12 eggs were retrieved, but only 10 were mature.
7 of these fertilised.
On day 2, 5 were considered good enough for transfer and freezing. (we were not given a grade but know that they were these 5 were all 4-cell and only 2 of the fertilised 7 had fragmented - probably the 2 immature eggs).
We had a positive but unfortunately at the 6 week scan it was discovered to be ectopic.
The ectopic embryo had a strong heartbeat and was still very much alive.
No biopsy was done after the surgery to remove the embryo, so we don't know if it was 'normal'.

I'm about to start my 2nd cycle very soon and really I'd like to know if I can take the ectopic pregnancy as a good sign that we can produce a viable embryo - if only it will implant in the right place! Or does this experience make no difference?

I would also know if our number of eggs and fertilisation rate sounds okay and your views on the effects of hydrosalpinx on embryo implantation; just before I started stims a hydro was discovered on one of my tubes (for the first time). 
I lost my other tube with the ectopic embryo and the hydro was drained from the other at the same time. My clinic don't seem to think hydros are a cause for concern, but I've read alot of research citing them as a reason for IVF failure and see that most clinics routinely remove, clip or drain affected tubes before treatment. I'm worried in case it has returned and will damage any embryos I may have transferred.

Thanking you in advance
Betty


----------



## peter

dear Betty,

I am sorry to hear about the ectopic.

The fact that you have been through an IVF and achieved a pregnancy (albeit ectopic) is a good sign and you should continue with the highest of hopes. Are you going to have your frozen embryos back first? This would make sense before another full cycle.

Your 70% fertilisation rate is very good, no worries there.

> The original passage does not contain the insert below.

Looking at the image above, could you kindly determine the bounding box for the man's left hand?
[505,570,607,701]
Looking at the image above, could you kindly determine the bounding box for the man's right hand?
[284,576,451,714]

It is routine in all of the clinics I know to drain a hydrosalpinx prior to treatment. This is a clinical decision which must be made by the physician treating you.

Hope this helps,

Peter



betty said:


> Dear Peter
> 
> I apologise for the length of this message, but hope you can help or reassure me.
> 
> I am 31 and my DH is 37. Our problem is tubal damage but I believe my DH's sperm count is on the low side but also has very low abnormality. The clinic always say his samples are 'fine'.
> 
> On my first IVF cycle 4 months ago I had 22+ follicles 3 days before egg collection.
> 12 eggs were retrieved, but only 10 were mature.
> 7 of these fertilised.
> On day 2, 5 were considered good enough for transfer and freezing. (we were not given a grade but know that they were these 5 were all 4-cell and only 2 of the fertilised 7 had fragmented - probably the 2 immature eggs).
> We had a positive but unfortunately at the 6 week scan it was discovered to be ectopic.
> The ectopic embryo had a strong heartbeat and was still very much alive.
> No biopsy was done after the surgery to remove the embryo, so we don't know if it was 'normal'.
> 
> I'm about to start my 2nd cycle very soon and really I'd like to know if I can take the ectopic pregnancy as a good sign that we can produce a viable embryo - if only it will implant in the right place! Or does this experience make no difference?
> 
> I would also know if our number of eggs and fertilisation rate sounds okay and your views on the effects of hydrosalpinx on embryo implantation; just before I started stims a hydro was discovered on one of my tubes (for the first time).
> I lost my other tube with the ectopic embryo and the hydro was drained from the other at the same time. My clinic don't seem to think hydros are a cause for concern, but I've read alot of research citing them as a reason for IVF failure and see that most clinics routinely remove, clip or drain affected tubes before treatment. I'm worried in case it has returned and will damage any embryos I may have transferred.
> 
> Thanking you in advance
> Betty


----------



## betty

Dear Peter

Thank you for your reply and reassurance. I know nothing is guaranteed in IVF but it's good to hear we're still in with a chance. My clinic is very busy, so I've never had the opportunity to ask what our future chances are.
We decided not to freeze any embryos on our last cycle (as we only had 3) so we will be starting a fresh cycle.
I'm hoping my tube has remained 'clear' after it was drained at the time of surgery to remove the ectopic!

Many thanks
Betty


----------



## peter

Dear Betty,

It is interesting that you decided not to freeze. Unless you have very specific objections to freezing and assuming that the embryos are of sufficient quality freezing is always the best option. This then gives you the opportunity of another try without the cost and stresses of a full cycle. If I was undergoing treatment I would certainly want any good spare embryos frozen.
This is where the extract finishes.